I'm doing a project that makes unix system calls. To be specific, my project heavily relies of calls to getcontext(), makecontext(), swapcontext() and setcontext(). I tried to debug my code using gdb. I stepped into the code line by line and examined the control but once a call to swapcontext() is made, it doesn't step into the code anymore. Instead, debugging almost stops there and the rest of the program is run automatically instead of line by line. I guess gdb does not go into context calls? Is there any way to get around this? Is there a debugger that i can use for this? Thanks

setcontext and swapcontext calls change the program's stack, and gdb gets confused. I do not know whether some other debugger can handle it nicely.

Stepping with gdb over calls of swapcontext() with 'step' or 'next' does not work because not only the stackpointer changes but also the call returns to a different code line (which is the desired effect of swapcontext()). As gdb puts a breakpoint in the next code line which will not be executed until another swapcontext() returns to this place the execution will not break.

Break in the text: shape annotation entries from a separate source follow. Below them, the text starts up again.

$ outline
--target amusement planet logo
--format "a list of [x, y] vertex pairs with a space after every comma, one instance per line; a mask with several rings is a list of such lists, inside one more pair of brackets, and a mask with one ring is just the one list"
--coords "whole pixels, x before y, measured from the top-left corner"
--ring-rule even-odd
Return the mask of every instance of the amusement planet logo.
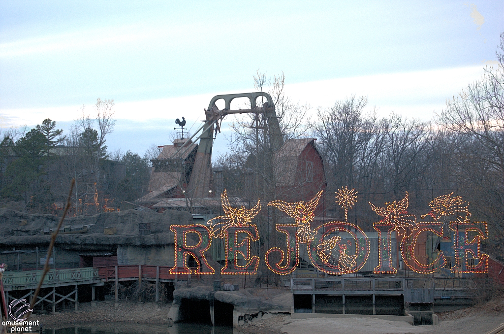
[[[12, 311], [13, 309], [16, 307], [18, 304], [21, 303], [24, 303], [25, 304], [22, 306], [19, 307], [17, 310], [13, 312]], [[9, 305], [9, 315], [11, 316], [11, 319], [15, 321], [2, 321], [2, 325], [4, 327], [8, 326], [8, 328], [11, 329], [11, 333], [21, 331], [31, 331], [32, 326], [40, 325], [39, 320], [26, 321], [23, 319], [23, 315], [29, 312], [33, 312], [33, 309], [30, 308], [30, 304], [26, 304], [26, 299], [15, 299]], [[18, 315], [16, 315], [16, 313], [22, 311], [22, 309], [25, 307], [28, 307], [28, 308], [23, 310], [23, 312]]]

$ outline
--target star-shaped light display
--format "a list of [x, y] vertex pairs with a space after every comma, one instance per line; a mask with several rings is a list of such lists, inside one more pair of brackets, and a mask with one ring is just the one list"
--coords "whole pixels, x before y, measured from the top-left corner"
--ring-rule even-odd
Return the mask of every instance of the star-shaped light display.
[[345, 210], [345, 220], [348, 221], [348, 209], [351, 209], [357, 203], [357, 194], [358, 193], [355, 191], [355, 189], [350, 190], [348, 187], [345, 186], [344, 188], [342, 187], [341, 189], [338, 189], [335, 193], [336, 202]]

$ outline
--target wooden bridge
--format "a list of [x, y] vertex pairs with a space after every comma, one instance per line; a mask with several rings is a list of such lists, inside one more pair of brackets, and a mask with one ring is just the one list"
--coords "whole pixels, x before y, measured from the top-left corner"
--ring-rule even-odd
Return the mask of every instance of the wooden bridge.
[[[170, 274], [171, 267], [152, 265], [116, 265], [97, 268], [85, 267], [72, 269], [50, 270], [42, 285], [42, 289], [51, 288], [45, 296], [37, 296], [34, 306], [46, 301], [52, 305], [52, 312], [55, 311], [56, 305], [64, 300], [69, 300], [75, 304], [77, 310], [78, 287], [89, 285], [91, 287], [91, 300], [95, 301], [95, 288], [103, 286], [106, 282], [114, 282], [115, 301], [118, 301], [117, 288], [118, 282], [123, 281], [138, 280], [139, 287], [141, 288], [142, 281], [151, 281], [156, 284], [156, 301], [159, 300], [159, 283], [173, 282], [177, 280], [190, 280], [191, 275]], [[180, 271], [182, 269], [180, 268]], [[42, 278], [43, 270], [27, 271], [6, 271], [3, 274], [4, 289], [6, 293], [7, 305], [11, 299], [9, 292], [23, 290], [28, 292], [17, 299], [28, 298], [31, 300], [38, 282]], [[61, 295], [56, 292], [56, 288], [62, 287], [73, 287], [69, 293]], [[47, 291], [46, 290], [46, 291]]]
[[[176, 287], [177, 281], [191, 281], [191, 275], [186, 274], [171, 274], [171, 267], [152, 265], [114, 265], [97, 268], [85, 267], [73, 269], [52, 269], [49, 271], [42, 285], [45, 290], [45, 296], [38, 296], [35, 305], [46, 301], [52, 305], [53, 312], [55, 305], [64, 301], [69, 300], [78, 307], [78, 287], [79, 285], [87, 285], [91, 288], [91, 300], [95, 301], [95, 288], [103, 286], [106, 283], [113, 283], [116, 302], [118, 301], [118, 287], [119, 282], [127, 281], [138, 281], [138, 287], [142, 287], [143, 282], [150, 282], [155, 284], [155, 300], [159, 300], [160, 283], [171, 282]], [[180, 268], [180, 271], [182, 268]], [[21, 298], [31, 298], [41, 278], [42, 270], [30, 271], [6, 271], [4, 273], [3, 283], [6, 297], [8, 305], [11, 297], [9, 292], [23, 290], [26, 292]], [[343, 310], [345, 314], [345, 296], [372, 296], [372, 312], [374, 309], [376, 296], [403, 296], [404, 303], [432, 303], [433, 299], [471, 298], [474, 290], [476, 288], [474, 279], [453, 279], [448, 278], [425, 277], [335, 277], [335, 278], [297, 278], [290, 279], [290, 285], [293, 295], [311, 295], [313, 303], [311, 308], [314, 313], [316, 297], [323, 298], [324, 295], [341, 296]], [[287, 283], [287, 282], [286, 282]], [[288, 285], [288, 284], [287, 284]], [[73, 290], [69, 292], [68, 289], [56, 288], [73, 287]], [[19, 293], [15, 294], [19, 295]], [[307, 296], [306, 296], [307, 297]], [[428, 300], [427, 301], [427, 299]], [[371, 312], [370, 309], [369, 312]]]

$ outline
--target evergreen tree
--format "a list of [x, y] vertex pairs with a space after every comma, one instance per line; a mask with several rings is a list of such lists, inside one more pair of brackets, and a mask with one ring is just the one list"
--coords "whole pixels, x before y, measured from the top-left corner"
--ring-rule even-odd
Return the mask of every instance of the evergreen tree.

You need to foresee the line to which swapcontext() will return and set a breakpoint there. For a new (unused) context this will be the line you specified as entry function. For used contexts it will probably one of the lines after a swapcontext() there...

You can repeatedly use GDB's stepi command to first step into and then step through the swapcontext() function. You must step several dozen times, including a few steps over kernel system calls—I presume to save the floating point state?—and you'll eventually come out in the user thread you're swapping to. It's a tad time-consuming, but it works.

gdb steps through one thread and calls this the current thread. Other threads will run as you are doing this. If you set a breakpoint that gets hit in a thread other than the current thread then gdb will change the current thread to that thread. Stepping is now relative to the new current thread.

As much as you may not like this answer, the best bet is to step through your code in small chunks by hand . Threaded programs don't play very well with debuggers like GDB and Valgrind (at least in my experience) and most bugs can be determined by a careful step-by-step manual analysis of the code.